Alcolumbre destacou que “a nação espera do líder do Executivo, mais do que nunca, transparência, seriedade e responsabilidade”. “O Congresso continuará atuante e atento para colaborar no que for necessário para a superação desta crise”, emendou o presidente do Senado, que cumpre quarentena após ter testado positivo para a doença.
Em redes sociais, o presidente da Câmara, Rodrigo Maia (DEM-RJ), escreveu: “Desde o início desta crise venho pedindo sensatez, equilíbrio e união. O pronunciamento do presidente foi equivocado ao atacar a imprensa, os governadores e especialistas em saúde pública. Cabe aos brasileiros seguirem as normas determinadas pela OMS e pelo Ministério da Saúde em respeito aos idosos e a todos que estão em grupo de risco”.
O presidente da Ordem dos Advogados do Brasil (OAB), Felipe Santa Cruz, usou o Twitter para condenar o discurso. “Entre a ignorância e a ciência, não hesite. Não quebre a quarentena por conta deste que será reconhecido como um dos pronunciamentos políticos mais desonestos da história.”
Também num tuíte, Gilmar Mendes, ministro do Supremo Tribunal Federal, afirmou: “A pandemia do #covid19 exige solidariedade e co-responsabilidade. A experiência internacional e as orientações da OMS na luta contra o vírus devem ser rigorosamente seguidas por nós. As agruras da crise, por mais árduas que sejam, não sustentam o luxo da insensatez. #FiqueEmCasa”.
Panelaços
Durante o pronunciamento de Bolsonaro, panelaços foram registrados em diversas cidades do país. O protesto durou todo o discurso dele e, em alguns lugares, continuou mesmo depois de a fala ter acabado. Além disso, foi acompanhado de vaias e de palavras de ordem como “fora, Bolsonaro” e “fora, babaca”. Em Brasília, foram registradas manifestações em diversas localidades, como Águas Claras, Asa Norte e Sudoeste.

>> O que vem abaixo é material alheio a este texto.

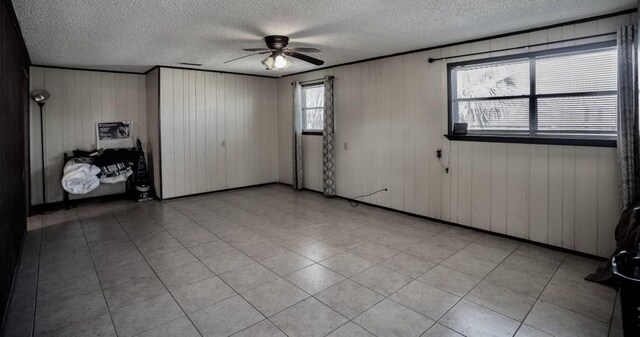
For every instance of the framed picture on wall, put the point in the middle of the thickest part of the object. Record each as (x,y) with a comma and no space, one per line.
(115,135)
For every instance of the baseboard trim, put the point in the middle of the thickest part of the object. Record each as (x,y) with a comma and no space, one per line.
(59,205)
(218,191)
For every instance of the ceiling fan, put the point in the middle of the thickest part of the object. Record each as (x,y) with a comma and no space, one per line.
(277,47)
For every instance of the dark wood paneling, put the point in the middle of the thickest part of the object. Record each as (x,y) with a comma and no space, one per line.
(14,93)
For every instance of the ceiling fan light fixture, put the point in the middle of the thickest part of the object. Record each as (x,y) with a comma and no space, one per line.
(276,61)
(269,62)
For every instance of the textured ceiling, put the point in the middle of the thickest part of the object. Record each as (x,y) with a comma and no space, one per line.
(133,35)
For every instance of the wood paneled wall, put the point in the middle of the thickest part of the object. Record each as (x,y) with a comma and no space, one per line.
(153,128)
(217,131)
(79,100)
(14,95)
(392,113)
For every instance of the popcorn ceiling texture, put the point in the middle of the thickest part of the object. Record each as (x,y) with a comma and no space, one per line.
(134,35)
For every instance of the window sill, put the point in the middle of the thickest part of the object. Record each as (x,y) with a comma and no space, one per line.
(602,142)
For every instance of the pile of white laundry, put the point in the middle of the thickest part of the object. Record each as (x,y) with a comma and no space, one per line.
(80,177)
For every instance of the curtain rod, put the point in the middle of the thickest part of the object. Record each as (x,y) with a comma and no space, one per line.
(314,81)
(431,60)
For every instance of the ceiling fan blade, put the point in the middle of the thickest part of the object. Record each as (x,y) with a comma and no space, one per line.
(241,57)
(256,49)
(305,58)
(306,50)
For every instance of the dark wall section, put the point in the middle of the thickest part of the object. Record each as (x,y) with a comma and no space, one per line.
(14,96)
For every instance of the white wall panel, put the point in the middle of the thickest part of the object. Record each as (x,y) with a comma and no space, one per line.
(153,127)
(79,100)
(393,114)
(218,131)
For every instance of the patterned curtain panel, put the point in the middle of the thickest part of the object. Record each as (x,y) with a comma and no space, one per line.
(628,132)
(328,140)
(298,170)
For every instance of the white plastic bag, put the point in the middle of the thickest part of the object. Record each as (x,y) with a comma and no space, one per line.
(79,177)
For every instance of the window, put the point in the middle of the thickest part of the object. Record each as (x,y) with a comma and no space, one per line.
(567,93)
(312,108)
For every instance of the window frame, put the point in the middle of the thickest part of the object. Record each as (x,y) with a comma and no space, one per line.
(309,132)
(596,138)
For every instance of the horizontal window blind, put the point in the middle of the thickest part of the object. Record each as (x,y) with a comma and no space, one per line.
(589,114)
(504,114)
(581,72)
(313,107)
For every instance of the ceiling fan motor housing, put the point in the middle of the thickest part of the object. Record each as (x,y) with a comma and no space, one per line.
(276,41)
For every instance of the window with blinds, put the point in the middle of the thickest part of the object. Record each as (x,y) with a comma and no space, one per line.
(312,108)
(561,93)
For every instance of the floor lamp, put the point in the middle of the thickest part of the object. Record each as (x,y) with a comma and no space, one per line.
(40,96)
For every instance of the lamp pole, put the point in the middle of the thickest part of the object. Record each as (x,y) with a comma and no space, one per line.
(40,96)
(44,190)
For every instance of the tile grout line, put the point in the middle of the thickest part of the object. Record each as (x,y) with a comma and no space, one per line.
(95,270)
(540,295)
(374,264)
(35,301)
(225,282)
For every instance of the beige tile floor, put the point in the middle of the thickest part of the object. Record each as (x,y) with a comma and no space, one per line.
(268,261)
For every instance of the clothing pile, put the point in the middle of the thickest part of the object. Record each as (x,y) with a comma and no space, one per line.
(86,170)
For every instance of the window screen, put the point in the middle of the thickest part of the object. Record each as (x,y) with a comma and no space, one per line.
(313,107)
(569,92)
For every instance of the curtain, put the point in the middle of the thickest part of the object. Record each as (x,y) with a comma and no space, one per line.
(627,231)
(328,148)
(628,127)
(298,171)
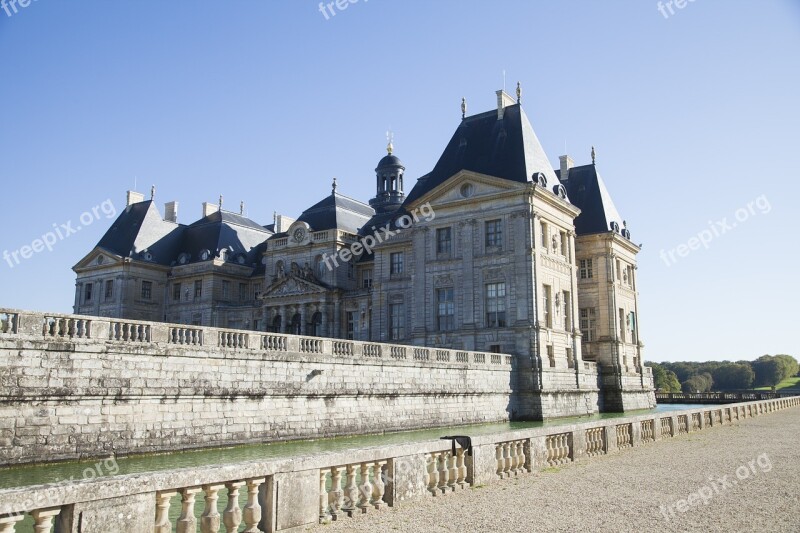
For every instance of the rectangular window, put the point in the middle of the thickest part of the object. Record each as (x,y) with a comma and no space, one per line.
(445,310)
(226,289)
(588,324)
(547,302)
(586,270)
(495,305)
(494,233)
(396,263)
(366,278)
(351,324)
(397,322)
(444,241)
(147,290)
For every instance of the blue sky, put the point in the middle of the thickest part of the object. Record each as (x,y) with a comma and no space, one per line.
(694,117)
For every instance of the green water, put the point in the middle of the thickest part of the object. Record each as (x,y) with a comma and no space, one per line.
(22,476)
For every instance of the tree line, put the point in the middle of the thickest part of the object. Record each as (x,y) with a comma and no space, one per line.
(689,376)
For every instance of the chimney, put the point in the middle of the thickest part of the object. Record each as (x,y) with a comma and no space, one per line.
(133,198)
(503,101)
(282,223)
(171,212)
(566,164)
(209,208)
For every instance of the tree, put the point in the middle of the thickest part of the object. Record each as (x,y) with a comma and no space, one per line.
(769,371)
(698,383)
(665,380)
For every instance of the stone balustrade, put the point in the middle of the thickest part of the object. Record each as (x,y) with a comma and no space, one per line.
(97,329)
(284,494)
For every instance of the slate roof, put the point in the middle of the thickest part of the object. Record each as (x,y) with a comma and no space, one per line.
(506,148)
(337,211)
(587,190)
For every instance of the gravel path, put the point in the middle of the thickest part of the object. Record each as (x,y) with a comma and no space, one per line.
(626,491)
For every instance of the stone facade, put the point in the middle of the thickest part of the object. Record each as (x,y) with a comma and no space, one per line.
(493,251)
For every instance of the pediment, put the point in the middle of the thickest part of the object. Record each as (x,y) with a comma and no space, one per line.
(467,186)
(293,285)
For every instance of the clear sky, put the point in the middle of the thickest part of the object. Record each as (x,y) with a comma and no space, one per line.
(694,115)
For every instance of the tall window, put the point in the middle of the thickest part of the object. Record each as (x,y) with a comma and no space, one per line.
(444,241)
(351,324)
(147,290)
(396,263)
(495,305)
(586,270)
(397,322)
(226,289)
(366,278)
(588,324)
(494,233)
(445,310)
(547,302)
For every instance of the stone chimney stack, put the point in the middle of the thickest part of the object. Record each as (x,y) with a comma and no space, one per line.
(209,208)
(566,164)
(503,101)
(171,212)
(133,197)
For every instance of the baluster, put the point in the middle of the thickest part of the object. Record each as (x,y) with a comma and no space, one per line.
(232,515)
(7,524)
(452,473)
(162,512)
(252,509)
(350,491)
(43,519)
(461,467)
(336,495)
(365,488)
(443,471)
(187,522)
(209,520)
(379,487)
(324,515)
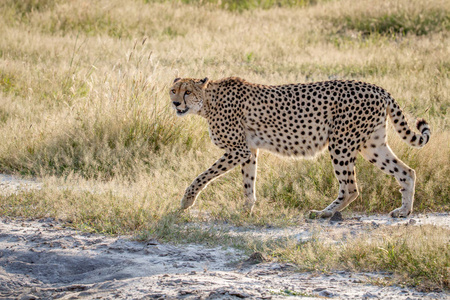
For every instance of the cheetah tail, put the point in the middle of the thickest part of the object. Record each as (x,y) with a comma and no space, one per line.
(402,128)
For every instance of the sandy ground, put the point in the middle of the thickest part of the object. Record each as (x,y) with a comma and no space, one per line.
(42,259)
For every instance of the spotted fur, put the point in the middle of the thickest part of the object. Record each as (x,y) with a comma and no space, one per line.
(347,117)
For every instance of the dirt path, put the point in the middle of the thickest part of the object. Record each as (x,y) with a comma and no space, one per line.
(42,259)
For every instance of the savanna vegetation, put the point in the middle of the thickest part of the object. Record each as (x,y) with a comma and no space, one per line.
(84,106)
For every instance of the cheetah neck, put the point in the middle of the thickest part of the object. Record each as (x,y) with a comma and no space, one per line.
(208,96)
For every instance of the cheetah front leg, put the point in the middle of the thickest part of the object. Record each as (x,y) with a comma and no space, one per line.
(344,169)
(227,162)
(249,177)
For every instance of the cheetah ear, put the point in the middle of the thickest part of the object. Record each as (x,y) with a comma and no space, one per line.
(204,82)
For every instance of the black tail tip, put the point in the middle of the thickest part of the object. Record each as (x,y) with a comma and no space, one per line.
(420,124)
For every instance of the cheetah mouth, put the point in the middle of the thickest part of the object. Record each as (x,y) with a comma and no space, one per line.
(181,112)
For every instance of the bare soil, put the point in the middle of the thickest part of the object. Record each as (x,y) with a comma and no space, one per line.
(43,259)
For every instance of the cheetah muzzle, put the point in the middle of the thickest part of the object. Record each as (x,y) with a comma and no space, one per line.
(301,120)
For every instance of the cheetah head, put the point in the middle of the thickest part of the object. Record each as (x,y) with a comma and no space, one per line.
(187,95)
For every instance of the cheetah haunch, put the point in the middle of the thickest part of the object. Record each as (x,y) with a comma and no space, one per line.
(299,120)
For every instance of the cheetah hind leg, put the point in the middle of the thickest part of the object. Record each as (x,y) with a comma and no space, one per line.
(249,177)
(348,189)
(383,157)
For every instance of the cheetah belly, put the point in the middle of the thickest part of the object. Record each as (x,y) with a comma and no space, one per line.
(300,147)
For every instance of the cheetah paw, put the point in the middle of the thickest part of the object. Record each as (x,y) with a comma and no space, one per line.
(187,202)
(317,214)
(400,213)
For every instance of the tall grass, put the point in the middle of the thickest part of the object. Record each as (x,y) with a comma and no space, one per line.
(84,105)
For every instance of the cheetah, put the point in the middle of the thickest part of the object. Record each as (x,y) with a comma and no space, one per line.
(299,120)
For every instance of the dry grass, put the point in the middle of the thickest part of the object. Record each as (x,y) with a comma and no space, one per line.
(83,103)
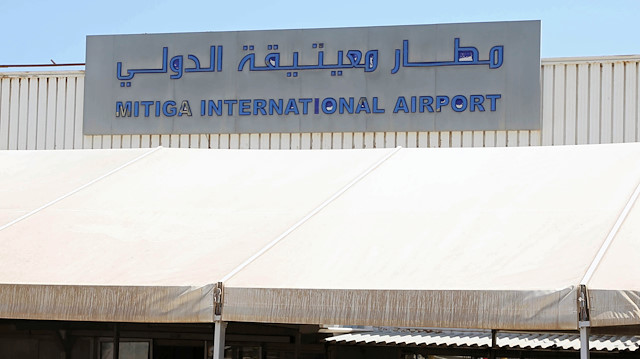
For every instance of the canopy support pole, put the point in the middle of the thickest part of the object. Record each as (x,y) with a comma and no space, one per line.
(584,321)
(584,340)
(218,339)
(220,326)
(116,341)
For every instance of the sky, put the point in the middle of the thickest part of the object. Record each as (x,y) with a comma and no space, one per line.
(39,31)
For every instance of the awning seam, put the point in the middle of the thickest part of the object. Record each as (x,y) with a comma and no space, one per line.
(309,215)
(612,234)
(51,203)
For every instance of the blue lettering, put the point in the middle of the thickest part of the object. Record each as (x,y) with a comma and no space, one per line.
(493,99)
(244,107)
(441,101)
(229,104)
(292,107)
(401,104)
(459,103)
(426,102)
(169,108)
(476,101)
(145,106)
(345,104)
(363,105)
(215,107)
(275,106)
(259,105)
(123,109)
(329,105)
(305,105)
(375,106)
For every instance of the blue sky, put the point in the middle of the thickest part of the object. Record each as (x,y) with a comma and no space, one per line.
(36,31)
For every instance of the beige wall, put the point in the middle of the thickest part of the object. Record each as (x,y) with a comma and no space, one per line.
(584,100)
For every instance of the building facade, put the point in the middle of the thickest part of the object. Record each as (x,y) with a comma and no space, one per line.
(584,101)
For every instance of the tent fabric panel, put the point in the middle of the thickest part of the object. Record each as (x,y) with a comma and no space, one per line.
(513,310)
(614,307)
(177,217)
(523,219)
(614,288)
(107,303)
(30,179)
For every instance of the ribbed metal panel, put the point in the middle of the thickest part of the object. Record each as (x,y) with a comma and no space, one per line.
(504,340)
(584,101)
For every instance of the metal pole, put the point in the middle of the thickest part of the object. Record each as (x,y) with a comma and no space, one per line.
(116,341)
(218,339)
(584,340)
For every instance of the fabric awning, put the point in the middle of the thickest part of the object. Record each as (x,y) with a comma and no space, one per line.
(482,339)
(471,238)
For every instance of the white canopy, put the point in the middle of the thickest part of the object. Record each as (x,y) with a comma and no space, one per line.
(470,238)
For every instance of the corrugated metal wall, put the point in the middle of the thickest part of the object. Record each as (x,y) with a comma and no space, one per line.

Outras cidades do Brasil também fizeram protestos, como Goiânia, São Paulo, Rio de Janeiro, Belo Horizonte, Vitória, Porto Alegre, Florianópolis, Curitiba, Salvador, Aracaju, Maceió, Fortaleza, Belém. Foi o oitavo dia seguinte de panelaços contra o chefe do Executivo.
Presidente liga para Xi Jinping
O presidente Jair Bolsonaro ligou, ontem, para o presidente da China, Xi Jinping. O contato ocorreu após o deputado Eduardo Bolsonaro (PSL-SP) ter dito que a culpa pela pandemia do novo coronavírus é do Partido Comunista chinês. O parlamentar não se desculpou, e o pai teve de tomar a frente para contornar o mal-estar.
Bolsonaro postou, no Twitter, uma foto do momento em que falava com o líder da nação asiática. “Nesta manhã, em ligação telefônica com o Presidente da China, Xi Jinping, reafirmamos nossos laços de amizade, troca de informações e ações sobre o covid-19 e ampliação de nossos laços comerciais”, escreveu. O presidente não deixou claro se pediu desculpas a Xi Jinping. Ele disse que durante a ligação houve trocas de informações sobre o novo coronavírus.